Больше звонить никому не хотелось. Я положил трубку и направился наверх, в детскую. Нашел синий мешок для стирки с одеждой, которую Наоми носила два дня назад: толстый свитер и юбка, жилет и брюки. Я взял и другие вещи — плюшевого мишку, подушку, туфли. «Пусть у собак будет больше вещей, чтобы взять след» именно так я подумал. Или, может, взял все это для успокоения совести? Внизу я захватил еще несколько фотографий.
Все в доме напоминало о Наоми. Я будто видел, где она ходила и что делала. Вот тут дочь проходила через дверь, там сидела на стуле, а за тем столом ела. То, как она говорила и что делала, выражение ее лица отпечаталось в пространстве четче, чем форма окон или цвет стен.
Я уже находился в прихожей, когда раздался звонок в дверь. Громкий звук, так внезапно нарушивший тишину заставил меня подпрыгнуть. Я открыл. На крыльце, подняв руку, стоял молодой полицейский. Он готовился позвонить еще раз. Парень был патрульным и носил не традиционный бобби-шлем, а фуражку с рисунком шахматного поля по бокам. Должно быть, я пялился, потому что мгновение не мог сообразить, что он тут делает. Глупо.
— Мистер Хилленбранд?
— Да.
— Извините, что напугал, сэр. Я из участка на Парксайд. У нас есть сообщение из Лондона. Они просили попробовать с вами связаться, пока вы не уехали. Речь о вашей дочери, сэр. Они ее нашли.

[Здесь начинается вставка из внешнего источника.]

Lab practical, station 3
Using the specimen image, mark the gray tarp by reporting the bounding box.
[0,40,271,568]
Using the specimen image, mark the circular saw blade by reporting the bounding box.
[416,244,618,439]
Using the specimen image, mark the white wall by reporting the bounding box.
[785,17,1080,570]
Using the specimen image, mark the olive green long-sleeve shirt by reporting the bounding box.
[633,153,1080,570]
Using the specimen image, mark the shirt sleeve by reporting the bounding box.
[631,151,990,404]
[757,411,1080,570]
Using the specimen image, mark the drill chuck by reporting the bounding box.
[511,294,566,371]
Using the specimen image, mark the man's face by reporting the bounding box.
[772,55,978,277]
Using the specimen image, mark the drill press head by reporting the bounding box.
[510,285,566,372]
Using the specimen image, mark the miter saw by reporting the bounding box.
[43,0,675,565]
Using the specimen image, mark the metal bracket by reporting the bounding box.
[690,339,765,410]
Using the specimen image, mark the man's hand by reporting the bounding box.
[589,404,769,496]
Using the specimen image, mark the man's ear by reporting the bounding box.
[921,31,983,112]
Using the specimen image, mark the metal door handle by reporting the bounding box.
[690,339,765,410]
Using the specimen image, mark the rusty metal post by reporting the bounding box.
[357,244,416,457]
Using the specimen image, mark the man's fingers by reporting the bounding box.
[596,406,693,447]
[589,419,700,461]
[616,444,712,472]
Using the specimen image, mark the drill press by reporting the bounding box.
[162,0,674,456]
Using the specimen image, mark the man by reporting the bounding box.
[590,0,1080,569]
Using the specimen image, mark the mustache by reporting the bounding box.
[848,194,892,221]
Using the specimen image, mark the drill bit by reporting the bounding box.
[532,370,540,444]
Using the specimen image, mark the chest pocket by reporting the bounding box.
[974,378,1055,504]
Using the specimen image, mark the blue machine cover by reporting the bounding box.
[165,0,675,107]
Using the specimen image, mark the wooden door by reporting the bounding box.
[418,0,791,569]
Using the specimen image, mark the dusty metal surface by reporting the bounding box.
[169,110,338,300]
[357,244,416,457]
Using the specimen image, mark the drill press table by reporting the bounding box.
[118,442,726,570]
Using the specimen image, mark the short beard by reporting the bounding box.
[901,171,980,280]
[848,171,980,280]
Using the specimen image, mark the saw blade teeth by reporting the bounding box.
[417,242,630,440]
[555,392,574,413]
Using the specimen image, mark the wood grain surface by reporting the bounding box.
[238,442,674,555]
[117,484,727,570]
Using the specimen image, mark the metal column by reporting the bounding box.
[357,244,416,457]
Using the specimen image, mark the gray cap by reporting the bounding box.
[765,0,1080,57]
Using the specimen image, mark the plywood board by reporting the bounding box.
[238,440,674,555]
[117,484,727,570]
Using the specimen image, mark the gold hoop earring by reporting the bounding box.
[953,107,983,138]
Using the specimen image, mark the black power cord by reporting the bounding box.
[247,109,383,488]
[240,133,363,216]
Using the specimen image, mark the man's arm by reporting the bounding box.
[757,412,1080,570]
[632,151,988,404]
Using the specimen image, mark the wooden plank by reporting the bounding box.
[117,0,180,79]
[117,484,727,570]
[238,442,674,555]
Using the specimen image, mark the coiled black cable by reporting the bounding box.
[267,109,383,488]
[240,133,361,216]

Сердце пропустило стук. Потом еще один.
— Спасибо, Господи, — прошептал я, — спасибо. Сердце понеслось вскачь.
Полицейский замолчал. Он выглядел обеспокоенным, и уже по выражению его лица я мог сказать, что что-то не так. Что он не рассказал мне всего, а может, и вообще ничего не рассказал. И в тот момент я четко осознал, что ощущаю его боль, а не свою. «Какое же отвратительное Рождество». Вот о чем я тогда подумал.
— Боюсь, все совсем не так, сэр. Боюсь новости… Не хорошие. Не такие, за какие стоит благодарить Бога.
— Наоми…
— Ваша дочь найдена мертвой, сэр. Поисковый отряд обнаружил ее тело час назад.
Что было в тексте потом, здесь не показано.